A network that helps people worldwide obtain rapid advice and information on crop protection, including the identification and management of plant pests.
PestNet is a network that helps people worldwide obtain rapid advice and information on crop protection, including the identification and management of plant pests. It started in 1999. Anyone with an interest in plant protection is welcome to join. PestNet is free and is moderated, ensuring that messages are confined to plant protection.
August 2006. The larva of this beetle was found feeding on Ludwigia spp. (Ludwigia spp. belongs to the Primrose Family – a common perennial weed in wetlands) at Koronivia Research Station, Fiji. The impact on the weed is quite substantial: the larvae defoliated the plant. The insect’s larval stage seems to have more than three instars with the largest about 7-8 mm in length. The adult is black and about 5 mm in length. The yellow/orange eggs are laid in clusters.

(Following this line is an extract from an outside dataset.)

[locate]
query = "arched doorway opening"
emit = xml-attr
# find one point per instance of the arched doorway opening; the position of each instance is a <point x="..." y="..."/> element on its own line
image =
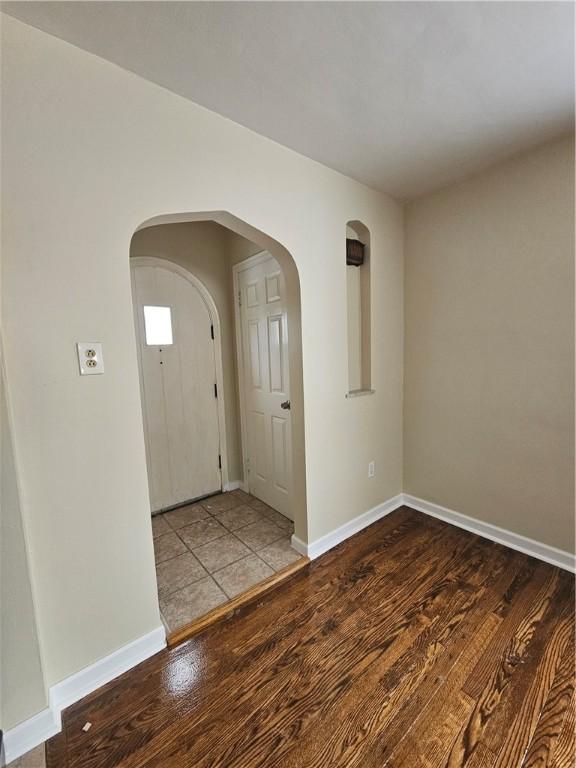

Members said that it was Altica corusca (Erichson). It is already reported from Fiji, in Hinckley’s list of Fiji pests on Jussiaea – a former name for Ludwigia. Others it might be Lema (perhaps L moribunda) or another Criocerine (Chrysomelidae).
A note from the Australian Museum, Sydney: it might be ‘corusca‘, but difficult to tell without examining male genitalia. There is a lot of confusion about correct names in this genus – corusca could be a synonym of one of the widespread southeast Asian species e.g., cyanea as there is a suspicious non-overlap of distribution, but the same host plant. Corusca is regarded as the correct name for the Pacific island populations, because of Samuelson’s revision for the Pacific region (1973), but it was originally described from Tasmania, and the Australian species have never been revised.